LENA KELLER

Comment la photographie numérique, avec ses filtres, ses logiciels de retouche, influence-t-elle les regards que nous portons, nous autres humains, sur le monde, et en particulier sur les paysages qui nous entourent? Comment de nos jours la peinture peut-elle se développer en parallèle à l'image analogique et que peut-elle y ajouter ? Telles sont, parmi d'autres, les interrogations de Lena Keller, qui oppose, dans une démarche toute dialectique, la matérialité directe, légèrement granuleuse, du tableau (elle travaille « à l'ancienne », à l'huile et au pinceau, sur toile le plus souvent de coton) à l'abstraction lisse et plate, immatérielle, du cliché numérique. L'objectif de l'artiste, dont l'œuvre picturale repose sur une réflexion très fortement conceptualisée, est de faire la synthèse des oppositions entre les deux formes d'expression pour ainsi mieux questionner les enjeux iconiques de son époque.

Ses œuvres, tant dans ce qu'elles montrent que dans le flou qui très souvent en estompe les objets, imposent au visiteur une impression d'ouverture et d'atemporalité.

Rien qui raconte: il n'y a dans ces tableaux ni d'avant, ni d'après possible, on est plongé dans un présent semble-t-il perpétuel, sans mouvance : il n'en va pas non pas d'instantanés saisis fortuitement mais de l'absence de toute temporalité, d'une éternité immobile. Ce qui est évoqué - rien n'étant, dans ces paysages, vraiment marqué comme propre à une région déterminée -, c'est une universalité élémentaire (pour autant qu'on puisse voir : de l'eau, de la pierre, du végétal, tels qu'il s'en trouve sous toutes les latitudes) et familière tant elle s'inscrit dans l'ordre d'un « déjà vu », de sortes d'archétypes primitifs qui répercutent leurs échos, confusément, dans la mémoire visuelle de qui regarde.
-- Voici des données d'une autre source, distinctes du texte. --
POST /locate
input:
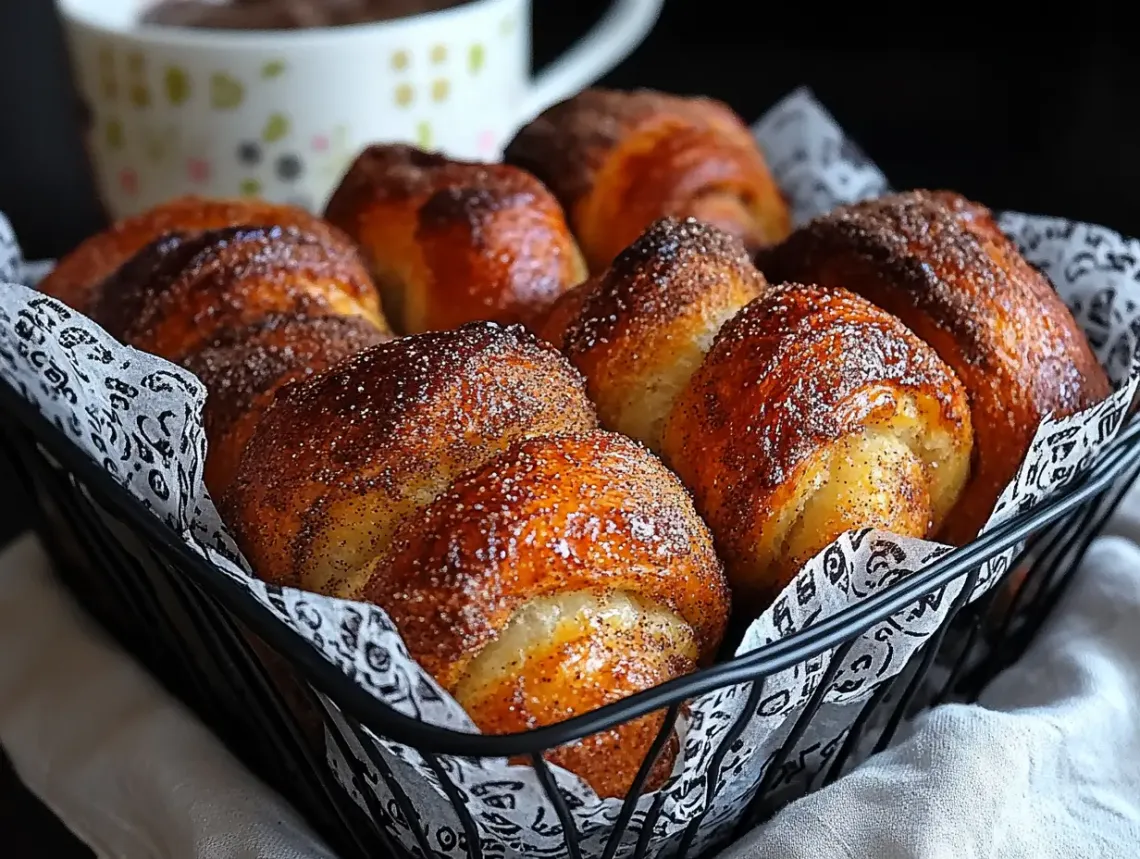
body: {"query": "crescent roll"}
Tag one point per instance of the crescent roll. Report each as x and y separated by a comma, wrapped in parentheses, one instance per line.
(619, 161)
(941, 263)
(453, 242)
(814, 414)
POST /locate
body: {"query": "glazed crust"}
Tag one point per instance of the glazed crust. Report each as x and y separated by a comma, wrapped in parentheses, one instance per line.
(340, 459)
(553, 325)
(180, 291)
(618, 161)
(813, 414)
(453, 242)
(640, 335)
(242, 370)
(554, 518)
(942, 264)
(78, 278)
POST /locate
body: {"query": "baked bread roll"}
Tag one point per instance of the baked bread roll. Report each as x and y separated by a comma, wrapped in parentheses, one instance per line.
(243, 368)
(640, 335)
(816, 412)
(453, 242)
(340, 460)
(619, 161)
(552, 326)
(942, 264)
(76, 279)
(564, 574)
(180, 291)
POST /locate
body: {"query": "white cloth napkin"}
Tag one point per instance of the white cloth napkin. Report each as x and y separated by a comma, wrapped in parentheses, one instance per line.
(1047, 767)
(123, 765)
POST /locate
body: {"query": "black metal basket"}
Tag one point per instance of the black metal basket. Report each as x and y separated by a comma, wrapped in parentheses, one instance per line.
(251, 678)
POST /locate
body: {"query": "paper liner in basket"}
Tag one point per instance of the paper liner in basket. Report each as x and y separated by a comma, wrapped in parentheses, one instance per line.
(140, 417)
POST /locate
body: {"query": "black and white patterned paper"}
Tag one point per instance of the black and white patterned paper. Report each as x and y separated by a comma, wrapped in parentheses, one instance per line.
(140, 417)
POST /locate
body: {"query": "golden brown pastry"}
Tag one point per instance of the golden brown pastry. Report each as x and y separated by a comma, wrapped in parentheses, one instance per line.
(181, 291)
(341, 459)
(553, 324)
(942, 264)
(814, 414)
(243, 368)
(453, 242)
(76, 279)
(643, 330)
(564, 574)
(619, 161)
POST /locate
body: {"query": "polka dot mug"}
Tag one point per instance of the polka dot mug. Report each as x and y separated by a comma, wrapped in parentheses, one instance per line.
(279, 115)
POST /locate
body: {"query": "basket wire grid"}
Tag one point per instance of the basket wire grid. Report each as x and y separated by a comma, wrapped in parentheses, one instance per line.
(252, 680)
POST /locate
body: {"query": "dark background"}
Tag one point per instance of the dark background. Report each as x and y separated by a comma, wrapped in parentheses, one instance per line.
(1039, 119)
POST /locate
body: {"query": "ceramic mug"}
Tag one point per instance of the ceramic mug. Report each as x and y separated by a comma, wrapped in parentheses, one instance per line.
(281, 114)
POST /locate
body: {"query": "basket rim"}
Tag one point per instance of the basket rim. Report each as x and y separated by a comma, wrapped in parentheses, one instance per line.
(390, 723)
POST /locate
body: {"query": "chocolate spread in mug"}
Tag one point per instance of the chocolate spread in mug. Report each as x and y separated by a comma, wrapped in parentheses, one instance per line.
(285, 14)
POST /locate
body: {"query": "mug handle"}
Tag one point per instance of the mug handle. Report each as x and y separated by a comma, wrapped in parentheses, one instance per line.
(624, 26)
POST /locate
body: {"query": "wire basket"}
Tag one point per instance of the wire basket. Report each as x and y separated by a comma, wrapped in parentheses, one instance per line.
(252, 680)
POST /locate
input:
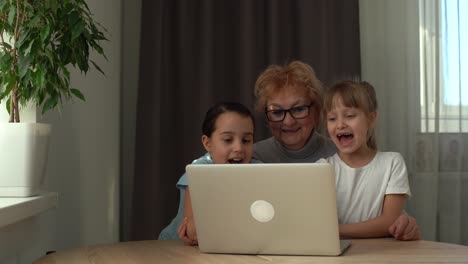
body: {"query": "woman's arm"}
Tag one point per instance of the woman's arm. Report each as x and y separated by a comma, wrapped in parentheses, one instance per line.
(186, 230)
(379, 226)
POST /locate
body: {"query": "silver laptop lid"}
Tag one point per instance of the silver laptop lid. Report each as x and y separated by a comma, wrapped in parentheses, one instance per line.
(287, 209)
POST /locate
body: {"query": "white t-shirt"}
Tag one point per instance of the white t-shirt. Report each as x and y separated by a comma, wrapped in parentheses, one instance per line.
(360, 191)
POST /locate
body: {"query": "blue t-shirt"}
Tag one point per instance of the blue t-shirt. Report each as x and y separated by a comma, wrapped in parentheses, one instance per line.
(170, 231)
(183, 181)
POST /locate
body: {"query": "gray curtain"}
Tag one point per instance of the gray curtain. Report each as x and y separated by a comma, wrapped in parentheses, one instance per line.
(195, 53)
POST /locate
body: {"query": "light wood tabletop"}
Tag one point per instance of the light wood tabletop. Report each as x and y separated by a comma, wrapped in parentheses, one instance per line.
(385, 250)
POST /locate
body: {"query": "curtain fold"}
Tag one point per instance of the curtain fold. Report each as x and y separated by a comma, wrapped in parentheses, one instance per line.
(195, 53)
(416, 62)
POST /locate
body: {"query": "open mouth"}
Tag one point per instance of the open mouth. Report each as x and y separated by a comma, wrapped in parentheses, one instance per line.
(235, 161)
(345, 137)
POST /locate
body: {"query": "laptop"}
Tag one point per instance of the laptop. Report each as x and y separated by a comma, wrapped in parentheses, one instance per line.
(278, 209)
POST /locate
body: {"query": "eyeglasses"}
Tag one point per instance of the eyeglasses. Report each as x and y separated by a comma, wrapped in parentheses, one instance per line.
(297, 112)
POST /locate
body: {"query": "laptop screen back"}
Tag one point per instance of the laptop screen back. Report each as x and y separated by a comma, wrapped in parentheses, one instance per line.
(287, 209)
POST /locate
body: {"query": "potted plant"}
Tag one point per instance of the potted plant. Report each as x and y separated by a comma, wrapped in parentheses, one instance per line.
(39, 41)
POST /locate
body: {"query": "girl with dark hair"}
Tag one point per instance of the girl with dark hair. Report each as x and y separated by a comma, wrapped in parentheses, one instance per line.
(228, 134)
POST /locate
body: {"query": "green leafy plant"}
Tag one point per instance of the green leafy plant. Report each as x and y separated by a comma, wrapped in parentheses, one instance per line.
(39, 39)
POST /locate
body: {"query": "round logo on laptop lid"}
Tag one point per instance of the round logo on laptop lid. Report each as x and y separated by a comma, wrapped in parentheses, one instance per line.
(262, 211)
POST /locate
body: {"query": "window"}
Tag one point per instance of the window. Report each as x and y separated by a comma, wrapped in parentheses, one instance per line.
(444, 61)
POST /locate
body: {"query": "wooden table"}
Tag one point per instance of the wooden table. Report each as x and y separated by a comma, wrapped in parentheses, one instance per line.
(361, 251)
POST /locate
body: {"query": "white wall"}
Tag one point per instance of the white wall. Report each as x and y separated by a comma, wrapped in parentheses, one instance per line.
(83, 162)
(83, 165)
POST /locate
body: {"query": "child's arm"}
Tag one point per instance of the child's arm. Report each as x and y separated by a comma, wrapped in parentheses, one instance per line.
(378, 226)
(186, 230)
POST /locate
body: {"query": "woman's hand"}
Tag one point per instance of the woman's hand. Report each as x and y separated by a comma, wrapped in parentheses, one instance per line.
(187, 232)
(405, 228)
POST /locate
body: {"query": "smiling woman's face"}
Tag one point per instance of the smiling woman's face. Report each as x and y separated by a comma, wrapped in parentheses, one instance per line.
(292, 133)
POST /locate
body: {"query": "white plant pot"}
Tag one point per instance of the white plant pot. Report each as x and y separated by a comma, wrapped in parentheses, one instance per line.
(23, 158)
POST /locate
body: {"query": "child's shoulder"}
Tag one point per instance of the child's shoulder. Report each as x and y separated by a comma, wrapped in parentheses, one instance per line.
(389, 156)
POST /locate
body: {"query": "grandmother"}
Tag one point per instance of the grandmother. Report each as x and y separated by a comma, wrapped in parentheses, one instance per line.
(291, 98)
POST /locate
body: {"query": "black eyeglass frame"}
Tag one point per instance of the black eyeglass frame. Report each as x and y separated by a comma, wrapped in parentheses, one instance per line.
(284, 111)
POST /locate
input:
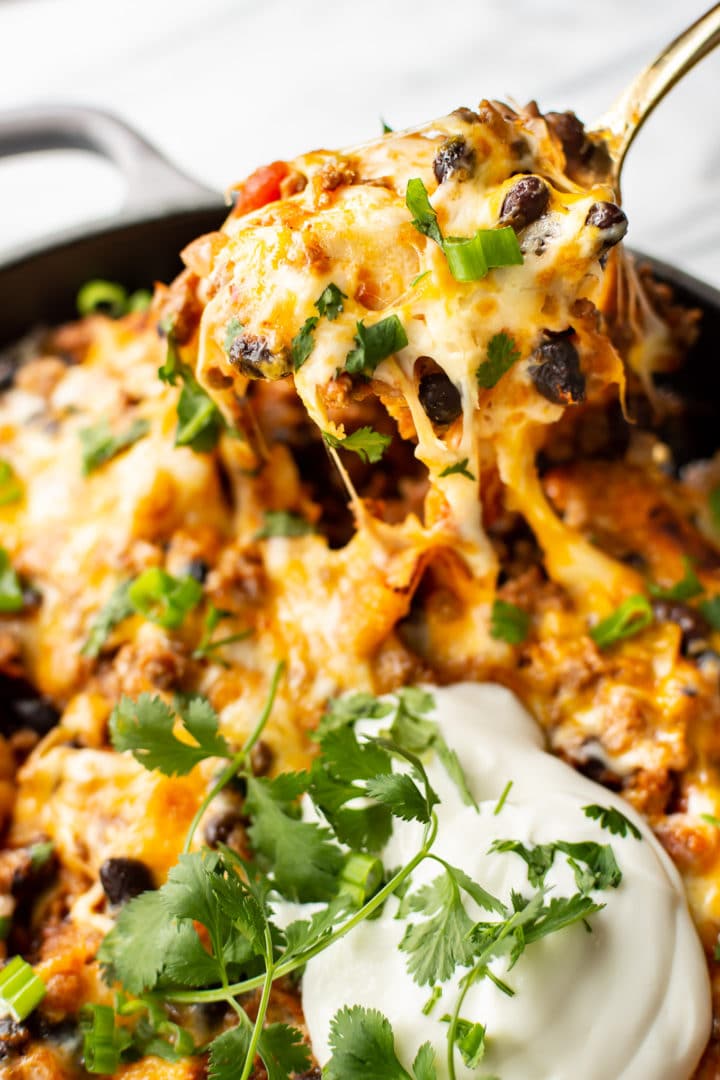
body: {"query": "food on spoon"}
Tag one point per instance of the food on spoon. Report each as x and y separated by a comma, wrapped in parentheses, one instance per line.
(386, 448)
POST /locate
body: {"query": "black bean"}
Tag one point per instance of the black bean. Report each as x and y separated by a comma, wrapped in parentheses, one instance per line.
(8, 369)
(692, 623)
(595, 769)
(261, 758)
(610, 220)
(555, 370)
(199, 569)
(14, 1037)
(453, 160)
(123, 878)
(439, 397)
(219, 828)
(22, 706)
(253, 356)
(526, 201)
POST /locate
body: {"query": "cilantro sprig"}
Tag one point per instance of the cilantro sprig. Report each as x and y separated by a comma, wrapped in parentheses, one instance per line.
(200, 422)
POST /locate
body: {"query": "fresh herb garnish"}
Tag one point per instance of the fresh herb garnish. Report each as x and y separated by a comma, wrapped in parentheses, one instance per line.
(364, 1047)
(470, 258)
(633, 616)
(460, 469)
(502, 353)
(710, 610)
(98, 444)
(21, 989)
(283, 523)
(612, 820)
(501, 801)
(206, 646)
(109, 298)
(375, 343)
(200, 422)
(329, 306)
(687, 589)
(11, 589)
(11, 487)
(368, 444)
(162, 598)
(508, 622)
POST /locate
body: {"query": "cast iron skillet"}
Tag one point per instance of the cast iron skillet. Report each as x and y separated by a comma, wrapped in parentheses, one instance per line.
(165, 210)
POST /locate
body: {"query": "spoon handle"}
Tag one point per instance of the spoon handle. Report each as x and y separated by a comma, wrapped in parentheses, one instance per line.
(624, 119)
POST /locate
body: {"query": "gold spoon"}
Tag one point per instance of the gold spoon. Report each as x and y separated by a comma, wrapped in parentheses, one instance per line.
(622, 122)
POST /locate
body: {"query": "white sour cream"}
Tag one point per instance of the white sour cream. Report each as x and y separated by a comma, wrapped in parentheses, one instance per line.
(629, 1001)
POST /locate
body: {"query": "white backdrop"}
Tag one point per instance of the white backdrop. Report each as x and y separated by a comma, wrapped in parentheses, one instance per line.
(223, 85)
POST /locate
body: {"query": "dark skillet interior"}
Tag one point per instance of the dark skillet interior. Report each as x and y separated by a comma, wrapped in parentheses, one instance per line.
(41, 289)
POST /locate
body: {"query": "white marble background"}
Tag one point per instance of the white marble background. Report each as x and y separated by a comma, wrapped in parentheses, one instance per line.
(223, 85)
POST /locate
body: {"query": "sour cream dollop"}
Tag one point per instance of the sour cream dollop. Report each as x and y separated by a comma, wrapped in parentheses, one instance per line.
(628, 1001)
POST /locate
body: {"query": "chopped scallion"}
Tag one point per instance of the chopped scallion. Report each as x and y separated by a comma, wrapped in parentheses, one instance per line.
(21, 989)
(633, 616)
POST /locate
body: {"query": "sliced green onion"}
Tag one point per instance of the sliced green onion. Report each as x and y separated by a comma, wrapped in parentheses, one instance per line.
(11, 487)
(11, 590)
(361, 877)
(714, 503)
(710, 609)
(687, 589)
(633, 616)
(162, 598)
(107, 297)
(508, 623)
(103, 1042)
(473, 257)
(21, 989)
(375, 343)
(139, 300)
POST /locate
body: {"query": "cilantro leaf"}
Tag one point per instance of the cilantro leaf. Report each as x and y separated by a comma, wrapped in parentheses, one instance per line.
(440, 943)
(145, 727)
(329, 301)
(368, 444)
(11, 588)
(687, 589)
(98, 444)
(424, 217)
(283, 523)
(502, 353)
(508, 622)
(229, 1053)
(612, 820)
(301, 855)
(375, 343)
(459, 469)
(303, 342)
(363, 1047)
(135, 952)
(113, 611)
(283, 1051)
(352, 707)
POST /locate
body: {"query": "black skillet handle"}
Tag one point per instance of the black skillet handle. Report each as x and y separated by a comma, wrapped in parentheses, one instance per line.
(154, 186)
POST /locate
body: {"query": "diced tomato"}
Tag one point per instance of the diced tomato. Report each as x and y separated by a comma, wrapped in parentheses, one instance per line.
(261, 187)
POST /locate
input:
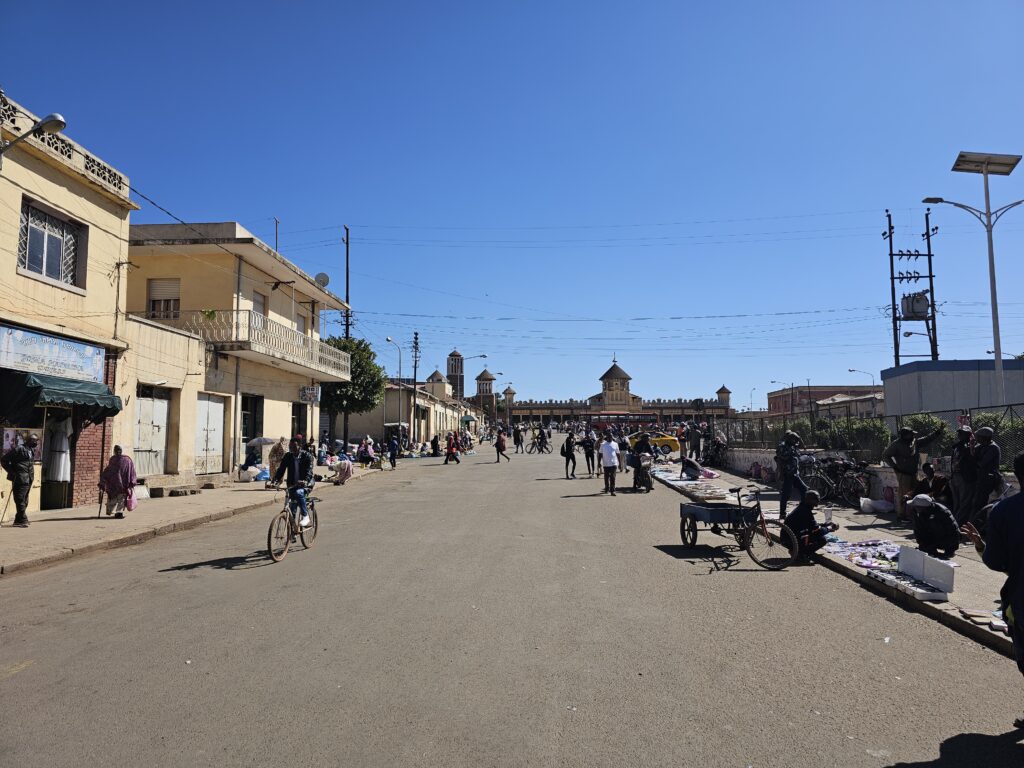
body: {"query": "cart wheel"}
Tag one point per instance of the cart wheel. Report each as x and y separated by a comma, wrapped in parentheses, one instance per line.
(772, 545)
(688, 530)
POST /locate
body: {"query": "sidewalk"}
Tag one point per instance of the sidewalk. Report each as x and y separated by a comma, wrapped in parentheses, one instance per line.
(60, 534)
(975, 587)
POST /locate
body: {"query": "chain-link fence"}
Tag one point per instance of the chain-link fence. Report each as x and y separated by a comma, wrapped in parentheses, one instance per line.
(866, 436)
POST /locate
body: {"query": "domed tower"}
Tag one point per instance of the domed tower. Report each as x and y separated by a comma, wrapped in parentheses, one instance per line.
(456, 378)
(615, 388)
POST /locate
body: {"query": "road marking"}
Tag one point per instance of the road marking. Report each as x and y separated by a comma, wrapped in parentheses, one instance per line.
(14, 669)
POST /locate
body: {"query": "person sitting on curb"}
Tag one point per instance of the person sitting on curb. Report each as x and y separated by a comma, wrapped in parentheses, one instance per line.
(810, 535)
(1005, 552)
(934, 526)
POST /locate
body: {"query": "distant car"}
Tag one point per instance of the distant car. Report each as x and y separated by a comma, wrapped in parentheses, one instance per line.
(663, 441)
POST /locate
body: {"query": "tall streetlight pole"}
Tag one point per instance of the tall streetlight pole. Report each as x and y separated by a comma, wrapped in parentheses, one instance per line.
(865, 373)
(793, 394)
(999, 165)
(400, 392)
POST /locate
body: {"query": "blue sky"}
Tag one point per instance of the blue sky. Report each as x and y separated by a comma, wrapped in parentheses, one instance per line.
(696, 187)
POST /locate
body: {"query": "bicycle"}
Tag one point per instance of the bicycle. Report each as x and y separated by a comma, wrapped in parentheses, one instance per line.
(771, 544)
(285, 527)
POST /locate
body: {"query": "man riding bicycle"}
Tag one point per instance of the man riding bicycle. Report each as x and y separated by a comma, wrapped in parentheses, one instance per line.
(298, 464)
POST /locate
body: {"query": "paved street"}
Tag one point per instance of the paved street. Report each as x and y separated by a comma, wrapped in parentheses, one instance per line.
(480, 615)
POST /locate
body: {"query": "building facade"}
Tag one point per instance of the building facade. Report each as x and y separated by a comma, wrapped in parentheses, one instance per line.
(614, 402)
(258, 316)
(64, 222)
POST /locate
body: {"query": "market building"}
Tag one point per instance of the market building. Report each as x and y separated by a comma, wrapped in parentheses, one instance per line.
(616, 403)
(69, 356)
(423, 411)
(258, 317)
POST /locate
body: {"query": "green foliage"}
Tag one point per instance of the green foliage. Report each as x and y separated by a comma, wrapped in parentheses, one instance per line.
(925, 424)
(365, 391)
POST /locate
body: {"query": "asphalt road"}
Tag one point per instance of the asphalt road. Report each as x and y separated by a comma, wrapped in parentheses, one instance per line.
(481, 615)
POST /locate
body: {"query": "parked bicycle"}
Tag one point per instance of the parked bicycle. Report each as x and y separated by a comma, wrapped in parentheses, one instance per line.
(285, 527)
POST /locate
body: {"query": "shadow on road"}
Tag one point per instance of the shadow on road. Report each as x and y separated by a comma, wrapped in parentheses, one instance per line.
(255, 559)
(976, 749)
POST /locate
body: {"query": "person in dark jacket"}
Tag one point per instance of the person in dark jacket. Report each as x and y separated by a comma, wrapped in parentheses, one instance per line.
(963, 474)
(297, 467)
(934, 526)
(787, 461)
(1005, 552)
(810, 534)
(987, 458)
(20, 471)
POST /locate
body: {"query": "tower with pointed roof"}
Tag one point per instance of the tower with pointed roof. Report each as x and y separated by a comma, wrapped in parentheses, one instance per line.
(615, 388)
(456, 377)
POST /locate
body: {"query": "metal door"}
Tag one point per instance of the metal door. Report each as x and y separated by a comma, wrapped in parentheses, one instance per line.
(209, 434)
(151, 430)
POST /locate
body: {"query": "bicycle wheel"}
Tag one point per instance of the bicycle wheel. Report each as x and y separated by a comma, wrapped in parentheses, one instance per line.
(308, 534)
(772, 545)
(278, 537)
(688, 530)
(821, 484)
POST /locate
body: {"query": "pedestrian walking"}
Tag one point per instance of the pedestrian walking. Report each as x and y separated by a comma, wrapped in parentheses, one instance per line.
(588, 452)
(500, 446)
(118, 481)
(1004, 551)
(609, 462)
(963, 474)
(987, 458)
(19, 465)
(903, 455)
(693, 437)
(392, 453)
(568, 452)
(787, 462)
(452, 449)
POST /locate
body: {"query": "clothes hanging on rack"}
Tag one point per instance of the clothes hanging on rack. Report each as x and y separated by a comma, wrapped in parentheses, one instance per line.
(58, 465)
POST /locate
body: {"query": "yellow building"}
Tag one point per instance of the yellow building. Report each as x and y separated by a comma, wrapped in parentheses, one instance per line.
(259, 316)
(64, 227)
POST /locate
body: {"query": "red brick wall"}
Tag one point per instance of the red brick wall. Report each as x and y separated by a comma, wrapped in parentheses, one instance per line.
(90, 448)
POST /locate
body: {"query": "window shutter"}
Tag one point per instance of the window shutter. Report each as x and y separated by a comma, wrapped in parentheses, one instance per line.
(165, 288)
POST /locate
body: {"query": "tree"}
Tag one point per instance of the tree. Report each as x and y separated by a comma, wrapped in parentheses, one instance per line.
(365, 391)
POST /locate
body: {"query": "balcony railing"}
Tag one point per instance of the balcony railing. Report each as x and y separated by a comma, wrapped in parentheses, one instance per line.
(246, 330)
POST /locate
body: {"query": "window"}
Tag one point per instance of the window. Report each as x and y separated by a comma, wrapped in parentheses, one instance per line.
(49, 246)
(165, 298)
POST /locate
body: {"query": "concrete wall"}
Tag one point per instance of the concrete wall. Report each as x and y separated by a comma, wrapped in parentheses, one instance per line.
(157, 354)
(949, 385)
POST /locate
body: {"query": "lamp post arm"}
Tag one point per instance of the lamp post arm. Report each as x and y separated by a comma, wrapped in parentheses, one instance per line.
(999, 211)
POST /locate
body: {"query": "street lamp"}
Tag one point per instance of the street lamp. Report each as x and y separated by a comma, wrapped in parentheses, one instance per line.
(52, 123)
(865, 373)
(793, 389)
(400, 392)
(999, 165)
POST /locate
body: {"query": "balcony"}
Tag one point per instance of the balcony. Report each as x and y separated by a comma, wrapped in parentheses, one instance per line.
(256, 337)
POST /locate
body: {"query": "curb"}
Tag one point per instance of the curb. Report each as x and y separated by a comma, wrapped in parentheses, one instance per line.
(999, 643)
(138, 537)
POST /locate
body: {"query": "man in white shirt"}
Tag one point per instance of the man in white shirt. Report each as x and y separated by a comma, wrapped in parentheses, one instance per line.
(609, 462)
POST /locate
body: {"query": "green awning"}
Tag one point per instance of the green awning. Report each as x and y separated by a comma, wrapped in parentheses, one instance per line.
(24, 391)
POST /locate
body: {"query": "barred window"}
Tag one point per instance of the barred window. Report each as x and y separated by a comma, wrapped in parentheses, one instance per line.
(48, 246)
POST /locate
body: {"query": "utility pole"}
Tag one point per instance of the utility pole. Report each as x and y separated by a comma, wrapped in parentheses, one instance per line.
(348, 333)
(414, 421)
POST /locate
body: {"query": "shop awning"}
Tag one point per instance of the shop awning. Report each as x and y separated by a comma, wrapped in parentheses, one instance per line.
(24, 391)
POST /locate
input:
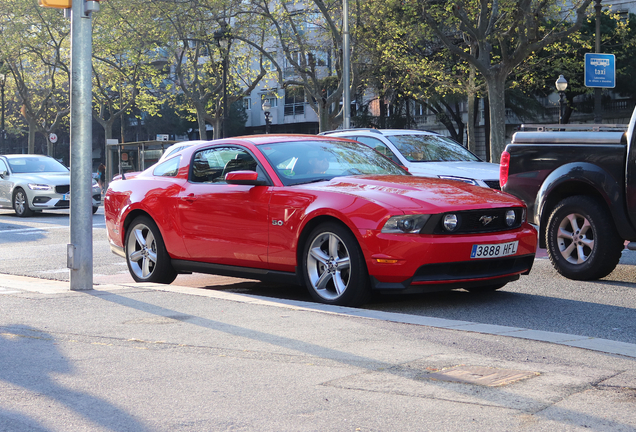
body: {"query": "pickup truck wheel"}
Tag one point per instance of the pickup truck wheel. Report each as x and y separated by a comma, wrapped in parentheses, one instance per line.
(582, 242)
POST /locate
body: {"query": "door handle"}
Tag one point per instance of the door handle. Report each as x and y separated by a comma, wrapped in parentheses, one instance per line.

Confusément, il faut y insister : Lena Keller n'a pas pour projet d'orienter le regard du visiteur en recourant au procédé classique de la dénomination. La plupart de ses tableaux sont anonymes, si on peut dire, au sens qu'ils n'ont pas de titre afin d'éviter sans doute que le langage ne trouble le regard, ne le détermine dans une compréhension donnée par avance excluant toutes les autres possibles. Ainsi ce que je regarde, ce que je vois, est-il innommé, c'est à moi, non à l'artiste, à lui trouver une signification. C'est prêter un rôle d'une certaine importance à la subjectivité du visiteur : à lui, avec sa propre culture, avec son expérience personnelle du monde, de percevoir ce qui est peint, de créer un lien entre perception visuelle et réalité. Ce qu'il voit ? des arbres peut-être dans une aurore pluvieuse ou vaporeuse, à moins qu'au crépuscule ; peut-être des nuages sur une plaine sèche, à la rare végétation ; de l'eau peut-être coulant sur des galets. Quelque chose, en tout cas, qui nous rappelle qu'il existe autour de nous une nature bien réelle, médiatisée par notre regard et par nos instruments modernes de représentation, dont il s'agit d'interroger aujourd'hui plus que jamais la présence supposément immuable.